Add this to your Gemfile
and run bundle install
in the Terminal.
gem "http"
You can follow along in the rails console
.
Choose a URL with the data you want on it. For this example, let’s pick chapters.onrender.com
.
url = "https://chapters.onrender.com/chapters/753"
Make a request to that URL and save the result in a variable.
webpage = HTTP.get(url)
The result of our request is a Response
object.
There is a LOT of data that the browser can return when we request a page. For web scraping purposes, we only care about the visible content of the page. To get that, we use the body
method.
p webpage.body.to_s
This should return something like:
=> "<!DOCTYPE html>\n<html>\n <head>\n <title>README.md | firstdraft Chapters</title>\n <meta name=\"csrf-param\" content=\"authenticity_token\" />..."
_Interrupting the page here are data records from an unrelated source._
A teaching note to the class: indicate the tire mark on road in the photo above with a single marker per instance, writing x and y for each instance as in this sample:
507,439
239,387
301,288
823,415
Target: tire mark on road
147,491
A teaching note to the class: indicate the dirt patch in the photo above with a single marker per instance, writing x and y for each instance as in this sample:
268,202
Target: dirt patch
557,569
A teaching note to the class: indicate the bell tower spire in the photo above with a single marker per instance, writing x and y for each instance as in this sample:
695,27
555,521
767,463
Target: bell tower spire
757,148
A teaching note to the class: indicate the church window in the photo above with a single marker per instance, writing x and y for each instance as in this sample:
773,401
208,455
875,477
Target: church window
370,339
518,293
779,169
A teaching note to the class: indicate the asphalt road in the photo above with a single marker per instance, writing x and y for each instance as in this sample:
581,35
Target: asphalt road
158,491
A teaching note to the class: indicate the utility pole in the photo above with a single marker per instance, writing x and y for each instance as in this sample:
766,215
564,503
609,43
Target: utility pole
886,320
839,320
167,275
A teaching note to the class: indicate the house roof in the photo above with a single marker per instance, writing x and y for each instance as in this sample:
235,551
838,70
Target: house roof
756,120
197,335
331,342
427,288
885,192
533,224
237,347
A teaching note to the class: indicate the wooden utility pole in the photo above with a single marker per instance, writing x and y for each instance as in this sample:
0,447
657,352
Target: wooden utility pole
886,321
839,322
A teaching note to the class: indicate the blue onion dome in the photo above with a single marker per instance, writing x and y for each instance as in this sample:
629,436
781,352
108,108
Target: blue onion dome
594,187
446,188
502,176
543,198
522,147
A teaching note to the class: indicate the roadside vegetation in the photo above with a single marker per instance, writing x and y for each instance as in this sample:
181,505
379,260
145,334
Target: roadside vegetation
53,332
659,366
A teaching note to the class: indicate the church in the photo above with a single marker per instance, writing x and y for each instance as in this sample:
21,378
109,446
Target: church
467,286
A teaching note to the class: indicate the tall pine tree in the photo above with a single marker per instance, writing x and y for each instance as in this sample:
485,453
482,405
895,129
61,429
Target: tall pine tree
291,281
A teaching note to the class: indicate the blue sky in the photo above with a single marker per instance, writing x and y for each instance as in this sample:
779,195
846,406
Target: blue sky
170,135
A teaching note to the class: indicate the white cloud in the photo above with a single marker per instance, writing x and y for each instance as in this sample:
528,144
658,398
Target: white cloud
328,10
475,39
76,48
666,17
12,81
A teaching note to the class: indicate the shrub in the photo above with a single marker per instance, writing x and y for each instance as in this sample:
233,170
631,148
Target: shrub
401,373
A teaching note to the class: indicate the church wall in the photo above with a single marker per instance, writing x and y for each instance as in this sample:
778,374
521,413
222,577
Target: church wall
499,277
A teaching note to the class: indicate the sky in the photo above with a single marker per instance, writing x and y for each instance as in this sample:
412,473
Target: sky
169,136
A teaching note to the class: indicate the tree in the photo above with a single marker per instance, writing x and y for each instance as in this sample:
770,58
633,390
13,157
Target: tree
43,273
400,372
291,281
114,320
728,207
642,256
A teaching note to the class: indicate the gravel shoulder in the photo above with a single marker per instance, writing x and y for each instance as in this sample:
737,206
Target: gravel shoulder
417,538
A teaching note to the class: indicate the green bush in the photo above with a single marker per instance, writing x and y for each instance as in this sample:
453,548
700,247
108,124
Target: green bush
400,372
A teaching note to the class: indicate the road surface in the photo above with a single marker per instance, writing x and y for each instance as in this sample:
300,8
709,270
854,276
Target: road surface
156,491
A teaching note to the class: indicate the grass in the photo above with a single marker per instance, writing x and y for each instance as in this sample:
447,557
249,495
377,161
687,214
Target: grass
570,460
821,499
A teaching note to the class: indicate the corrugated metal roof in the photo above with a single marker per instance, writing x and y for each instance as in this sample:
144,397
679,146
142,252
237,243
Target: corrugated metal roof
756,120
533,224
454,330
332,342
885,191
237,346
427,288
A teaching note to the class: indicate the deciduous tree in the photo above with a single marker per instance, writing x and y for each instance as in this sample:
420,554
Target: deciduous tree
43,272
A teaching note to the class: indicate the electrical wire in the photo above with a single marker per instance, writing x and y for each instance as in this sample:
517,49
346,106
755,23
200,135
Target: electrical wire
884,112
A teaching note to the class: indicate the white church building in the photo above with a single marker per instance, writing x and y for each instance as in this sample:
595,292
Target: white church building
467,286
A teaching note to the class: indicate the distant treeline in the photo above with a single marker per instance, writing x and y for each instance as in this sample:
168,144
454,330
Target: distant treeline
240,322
Now we have a big String that has all the HTML elements on the page. But as we know from reading from an API, searching through a String is a pain! It’d be a lot nicer if we could convert it to an Array or a Hash or some other Ruby structure so we could search through it easier.
Similar to parsing the JSON of an API, we next need to parse the page’s HTML.
parsed_page = Nokogiri::HTML(webpage.body.to_s)
p parsed_page
Nokogiri is a gem that all Rails apps have and can parse HTML into a structured Ruby object. Now we have the page data in a structured format! It’s not an Array or a Hash, but it is a Ruby object that has methods we can use to better search through HTML, which is all that matters.
Next, how do we select the specific parts of the page to get the data from?
We need to use CSS selectors to pick which elements we want to grab from the page.
Let’s say I want to select all the links in a list on the Chapters homepage.
# This selects all <a> element that are inside an <li> element
links = parsed_page.css("li a")
If you need to you can further filter page content with multiple uses of the .css
method.
# This selects all <a> element that are inside a <div> element
div_links = parsed_page.css("div").css("a")
For more details about how to figure out the selector you want to use, see the CSS Resources section at the bottom.
The .css
method will return a list of HTML elements that match whatever selector we gave it as an argument.
Since we selected a list of elements, we can now loop through all of them and grab only the visible text of the element with the text
method.
links.each do |link|
p link.text
end
If we run the whole code we should get the text of the links we wanted:
"The One Reference"
"Nouns, verbs, and grammar"
"A few program notes"
"String"
"Getting strings from users"
...
Happy hacking!